Microsoft MFA (How To) Set Up MFA To Use Authenticator App Codes Instead of Push Notifications
This article will provide instructions on how to set up and/or reconfigure Microsoft MFA to use authenticator app codes by default instead of push notification, recommended for international or traveling students.
As of February 21, 2023, the Microsoft Authenticator App has been updated to include number matching and location mapping for the Push Notification authentication methods.
Introduction
When traveling internationally, some users may have issues when trying to log into their accounts and authenticate with MFA via the phone call, text message, and push notification options. To avoid issues logging into their account, it is recommended that international users enroll an Android or iOS device using the Authenticator app option with Microsoft MFA before traveling. Users can update their account information through the Microsoft 365 Security Info page. This article will be broken up into the following parts:
Setting Up Microsoft Authenticator App
Begin by installing the Microsoft Authenticator App on the Android or iOS device you wish to use. If you are viewing this article on a computer, you can securely install the Microsoft Authenticator App by using your Android or iOS device to scan the respective QR codes directly from Microsoft's website. If you are viewing this article on your mobile device, you can click the link to securely install it for Android from the Google Play Store, or for iOS from the App Store.

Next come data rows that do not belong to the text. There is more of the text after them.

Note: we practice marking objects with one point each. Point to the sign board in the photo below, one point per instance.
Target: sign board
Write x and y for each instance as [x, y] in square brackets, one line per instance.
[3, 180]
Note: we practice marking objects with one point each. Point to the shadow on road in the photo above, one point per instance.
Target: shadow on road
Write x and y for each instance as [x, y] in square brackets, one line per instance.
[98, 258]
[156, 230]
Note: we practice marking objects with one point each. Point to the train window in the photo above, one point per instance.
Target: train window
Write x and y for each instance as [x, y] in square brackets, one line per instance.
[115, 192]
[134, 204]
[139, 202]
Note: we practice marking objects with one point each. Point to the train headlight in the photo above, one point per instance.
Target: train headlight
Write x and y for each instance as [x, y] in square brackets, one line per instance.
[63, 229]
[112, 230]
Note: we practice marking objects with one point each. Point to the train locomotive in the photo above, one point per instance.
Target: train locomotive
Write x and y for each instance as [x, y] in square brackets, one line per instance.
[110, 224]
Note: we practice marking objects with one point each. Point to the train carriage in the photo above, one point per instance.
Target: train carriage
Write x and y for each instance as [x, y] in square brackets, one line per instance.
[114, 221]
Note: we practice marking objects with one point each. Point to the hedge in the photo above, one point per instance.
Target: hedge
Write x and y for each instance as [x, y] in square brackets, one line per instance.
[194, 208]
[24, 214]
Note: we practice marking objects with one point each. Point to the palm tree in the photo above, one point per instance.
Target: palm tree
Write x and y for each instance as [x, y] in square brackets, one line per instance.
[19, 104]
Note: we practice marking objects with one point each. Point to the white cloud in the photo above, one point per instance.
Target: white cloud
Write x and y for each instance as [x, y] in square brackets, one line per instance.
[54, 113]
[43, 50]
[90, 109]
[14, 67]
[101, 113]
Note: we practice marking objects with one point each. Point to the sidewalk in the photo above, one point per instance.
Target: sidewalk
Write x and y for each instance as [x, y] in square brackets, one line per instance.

1. Log in to Microsoft 365 and click on your Person Icon in the top right corner of your working screen and then choosing View account from the drop-down menu.
2. Click the UPDATE INFO link on the Security info tab.
3. Click Add method.
4. From the drop-down menu that appears, select Authenticator app and click Add.
5. When prompted to get the app click Next.
6. When prompted to set up your account click Next.
7. This will bring up a QR code for you to scan using your Android/iOS device.
8. Open the app on your Android/iOS device, and tap Add account.
9. If prompted tap Continue.
10. Tap Work or school account.
11. When prompted tap Scan QR code.
12. Use your Android/iOS device to scan the QR code from the prompt on your web browser.
Note: If you can not scan the QR Code enter the 9-digit code listed under the QR Code.
13. Once it registers your account, you will see your UWM email address (ePantherID@uwm.edu) listed in the Microsoft Authenticator app on your Android/iOS device.
14. In your web browser you will be prompted to run a test to ensure MFA is working with your Android/iOS device. On your screen you will see a number displayed in the prompt. On your mobile device you will receive a push notification. When you open the push notification, you will see the location map of the IP address where you are attempting to sign in, and a prompt with a text box and number pad to match the number on screen. Enter the number from the sign-in prompt on screen, and tap Yes to approve the sign in.
Please Note: If the location map presented in the prompt does not match your physical location, this could be for reasons such as IP Address location, VPN use, and cell phone tower location. If you receive a prompt that you did not initiate, do not approve the prompt.
15. If the test is successful, you will see Notification approved In your web browser. Click Next.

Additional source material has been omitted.